Desde entonces he tenido que acostumbrarme a llorar en público. No guardo mis lágrimas, mi dolor, mi quebranto, mi cansancio ni mi desesperación. Me he ido acostumbrando a llorar mientras predico, cuando tomo un café, camino por el pasillo de un mall o cuando conduzco. Más de una persona me habrá visto llorar en un semáforo. La mujer china del restaurante, al lado de mi oficina, ya me ha visto llorar muchas veces, sin preguntar nada. Y he aprendido a matar mi orgullo mientras recito el estribillo “Hay un tiempo para llorar, un tiempo para reír; un tiempo para estar de luto y un tiempo para saltar de gusto. ” (Eclesiastés 3:4).
-¿Y tu matrimonio? -me increpó hace un par de días- No intentes mostrar un matrimonio perfecto. No lo tienes. No mientas. Muestra lo que tienes, nada más que eso. Yo me encargaré de mostrar el resto.
«Hoy ha sido un buen día para Santiago. Vuelve a respirar sin máquinas, vuelve a tomar leche y ya no está hinchado. Los doctores no se explican por qué no aparecen bacterias en los exámenes… Yo si sé por qué.»
Una y otra vez, él se ha encargado de mostrar el resto. Su amor, su fidelidad, su gracia, su poder. Me ha hecho entender que llorar abiertamente realmente nos hace bien (Eclesiastés 7:3) y que las lágrimas sinceras son semillas que germinan en primaveras de alegría (Salmo 126:6). He aprendido que somos dichosos los que lloramos (también en público) porque recibimos consuelo (Mateo 5:4).
Cuando llora el pastor suceden muchas cosas buenas.

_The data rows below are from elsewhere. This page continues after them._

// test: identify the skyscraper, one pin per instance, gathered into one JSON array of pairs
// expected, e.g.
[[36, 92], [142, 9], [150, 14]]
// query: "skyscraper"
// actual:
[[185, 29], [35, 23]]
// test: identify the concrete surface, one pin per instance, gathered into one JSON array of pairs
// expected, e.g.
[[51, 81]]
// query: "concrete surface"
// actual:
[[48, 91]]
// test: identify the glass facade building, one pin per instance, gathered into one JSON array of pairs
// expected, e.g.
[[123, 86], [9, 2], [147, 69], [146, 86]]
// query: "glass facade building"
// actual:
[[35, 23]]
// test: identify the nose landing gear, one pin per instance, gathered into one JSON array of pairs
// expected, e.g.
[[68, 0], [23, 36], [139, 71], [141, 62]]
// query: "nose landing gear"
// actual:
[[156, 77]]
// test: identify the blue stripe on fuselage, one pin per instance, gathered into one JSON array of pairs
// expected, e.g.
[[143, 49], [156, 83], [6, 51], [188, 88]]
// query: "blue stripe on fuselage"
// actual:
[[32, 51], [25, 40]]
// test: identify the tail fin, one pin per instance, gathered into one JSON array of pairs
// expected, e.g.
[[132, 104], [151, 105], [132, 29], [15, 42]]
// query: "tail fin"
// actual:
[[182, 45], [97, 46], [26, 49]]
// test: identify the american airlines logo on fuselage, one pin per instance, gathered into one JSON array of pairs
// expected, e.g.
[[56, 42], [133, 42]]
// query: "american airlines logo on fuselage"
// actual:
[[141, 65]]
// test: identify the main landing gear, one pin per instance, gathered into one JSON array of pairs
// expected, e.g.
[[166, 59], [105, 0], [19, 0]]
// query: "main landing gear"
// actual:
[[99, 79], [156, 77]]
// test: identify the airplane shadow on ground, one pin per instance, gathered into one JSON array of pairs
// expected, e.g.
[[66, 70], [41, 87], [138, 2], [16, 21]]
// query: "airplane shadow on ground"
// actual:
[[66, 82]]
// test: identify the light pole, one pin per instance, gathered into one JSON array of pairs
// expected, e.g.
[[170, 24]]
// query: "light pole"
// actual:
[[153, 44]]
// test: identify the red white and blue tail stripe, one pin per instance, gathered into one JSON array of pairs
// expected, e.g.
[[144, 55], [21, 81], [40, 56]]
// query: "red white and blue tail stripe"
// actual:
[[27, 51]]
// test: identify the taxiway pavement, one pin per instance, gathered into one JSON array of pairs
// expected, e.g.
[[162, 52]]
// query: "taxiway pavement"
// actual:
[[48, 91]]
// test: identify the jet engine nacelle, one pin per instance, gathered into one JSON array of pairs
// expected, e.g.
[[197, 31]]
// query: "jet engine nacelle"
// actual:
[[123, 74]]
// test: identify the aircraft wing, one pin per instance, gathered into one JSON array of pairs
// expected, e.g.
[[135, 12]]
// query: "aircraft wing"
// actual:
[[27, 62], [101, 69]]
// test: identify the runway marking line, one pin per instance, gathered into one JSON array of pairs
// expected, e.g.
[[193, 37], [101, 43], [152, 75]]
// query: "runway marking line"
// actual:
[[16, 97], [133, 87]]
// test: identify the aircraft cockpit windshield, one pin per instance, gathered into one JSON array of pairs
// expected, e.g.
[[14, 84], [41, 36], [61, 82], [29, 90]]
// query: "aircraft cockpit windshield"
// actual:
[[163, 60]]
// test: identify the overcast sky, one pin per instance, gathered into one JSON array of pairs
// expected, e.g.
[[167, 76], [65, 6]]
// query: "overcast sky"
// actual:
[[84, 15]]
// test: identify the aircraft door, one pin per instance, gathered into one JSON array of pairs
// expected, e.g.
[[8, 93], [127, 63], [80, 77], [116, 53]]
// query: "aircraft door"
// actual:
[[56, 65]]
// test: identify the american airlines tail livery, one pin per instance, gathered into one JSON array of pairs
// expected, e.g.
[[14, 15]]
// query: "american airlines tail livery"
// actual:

En su vida, en su familia y en su iglesia.
Cuando llora el pastor, más le vale tener una iglesia que haya aprendido que los pastores lloran. Y yo he tenido la suerte de pertenecer a una comunidad que ha aprendido que la familia de sus pastores lleva dos años llorando abiertamente. Una iglesia que ha tenido la paciencia de cedernos el tiempo, la comprensión; de darnos esperanza y apoyo, de acompañarnos y abrazarnos sin pedirnos nada a cambio. Hemos sido bendecidos porque nuestra iglesia sabe que los pastores también lloran, porque cuando el pastor ha llorado, toda la iglesia se ha convertido en nuestra pastora. Nada más bello, nada más grande, nada más sublime en esta tierra para una familia pastoral: ser pastoreada por su propia iglesia.
Quiero terminar esta sincera nota de confesión, con un pasaje que me llena de esperanza. Si has trabajado en el ministerio y lloras en lo oculto, si has servido en la iglesia y estás solo y herido, en Isaías 38:5 podemos encontrar una verdad que nos puede sanar: Dios ha escuchado tu oración y ha visto tus lágrimas. ¡Animo!